My entire Twitter feed turned into pure, 100-percent anti-Cardinals vitriol. There’s no sense posting any of the tweets. They basically fell into these general categories: a) I hate the Cardinals b) the Cardinals suck c) Cardinals fans suck d) the Cardinals and their fans are pieces of fecal matter. There were also plenty of tweets accusing the Cardinals of institutional racism, which serves as another reminder perhaps the 140-character microblog service isn’t all it’s cracked up to be, despite our reliance on it.
At one point I decided to ask: why are the Cardinals subject of such unabashed hatred? Admittedly I’ve been bitter toward the Cards since they embarrassed my Tigers in the 2006 World Series, but the growing anti-St. Louis sentiment by sports fans is strange. Some of the vitriol could simply be trolling, but it seemed a little too widespread to be only that.
The most typical response to my query centered around the theory in the national media that St. Louis is home to the “best fans in baseball,” and as we know any time the national media start hammering home a point there will be backlash. Fittingly a parody Twitter account @BestFansStLouis picks into the darker side of St. Louis fandom. As you’d expect, St. Louis fans are just like everybody else, so painting them with the wide brush of the “best” label is probably a little foolish.

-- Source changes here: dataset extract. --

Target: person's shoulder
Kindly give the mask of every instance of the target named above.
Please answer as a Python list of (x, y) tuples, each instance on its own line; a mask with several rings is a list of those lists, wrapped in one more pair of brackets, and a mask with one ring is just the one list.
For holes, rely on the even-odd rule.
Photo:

Is that really it, though? Is the”Best Fans” tag is a reason to loathe the Cardinals? Have we all become so cynical and twisted that a team having lots of loyal fans, independent of the “best” label, is a reason for loathing? (I emailed a Cardinals friend and he said he’s only noticed the “hate” the last two Octobers. He said all the fans he knows HATE the “best fans” label.)
It has to be more than that. If anything, it’s typical sports jealously of successful teams. Without the Yankees in the playoffs, fans need a team to root against, meaning the Cardinals have joined their place at the table alongside the likes of the Patriots, the Heat and Duke basketball.

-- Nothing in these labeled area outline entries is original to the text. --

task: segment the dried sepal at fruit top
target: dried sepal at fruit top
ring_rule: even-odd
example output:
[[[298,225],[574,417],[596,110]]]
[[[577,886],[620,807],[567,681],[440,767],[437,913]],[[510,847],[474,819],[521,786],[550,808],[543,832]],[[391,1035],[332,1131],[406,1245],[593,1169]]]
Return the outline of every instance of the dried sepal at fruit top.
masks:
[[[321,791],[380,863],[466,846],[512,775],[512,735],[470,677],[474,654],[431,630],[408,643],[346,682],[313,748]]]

Friday’s NLCS Game 1 against the Dodgers at Busch Stadium will represent the 22nd postseason series by the Cardinals since 2000. During that span they’ve played in three World Series, winning twice. So in that regard, yes, people might be tired of seeing them seemingly each and every October. Familiarity often breeds contempt in sports.

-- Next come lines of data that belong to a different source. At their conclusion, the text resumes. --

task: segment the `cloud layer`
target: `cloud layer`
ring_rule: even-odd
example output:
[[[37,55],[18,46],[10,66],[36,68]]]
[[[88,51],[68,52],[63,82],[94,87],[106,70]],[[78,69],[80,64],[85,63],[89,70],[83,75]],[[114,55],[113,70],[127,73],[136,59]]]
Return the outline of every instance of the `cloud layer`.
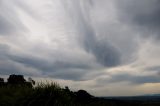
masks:
[[[160,92],[159,0],[2,0],[0,10],[1,75],[101,96]]]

Still, few baseball fans wouldn’t be envious of the Cardinals organization. Look no further than this season where homegrown arms like Michael Wacha, Shelby Miller, Lance Lynn and Trevor Rosenthal all played key roles. Take the production-line farm system that brings up useful bats like Matt Carpenter and Matt Adams year-after-year. Most baseball fans would be happy to have a team like this, churning out winners with mostly players the organization developed. Figure on plenty of “model organization” stories about St. Louis in the next week, which will likely only end up producing more anti-Cardinals contempt than respect.
Chances are as the NLCS progresses almost everyone on Twitter without direct rooting interests will pull for Yasiel Puig, Hanley Ramirez, Clayton Kershaw and the Dodgers. Strike that, everyone outside of Cardinals fans (and Giants fans) will be pulling for the Dodgers.
So in a weird way, congratulations are in order for the Cards and their fans. The club’s sustained level of success places them in the pantheon of team’s America loves to hate. Don’t worry about the haters, Cardinals fans, you’ve got the rings and they probably don’t.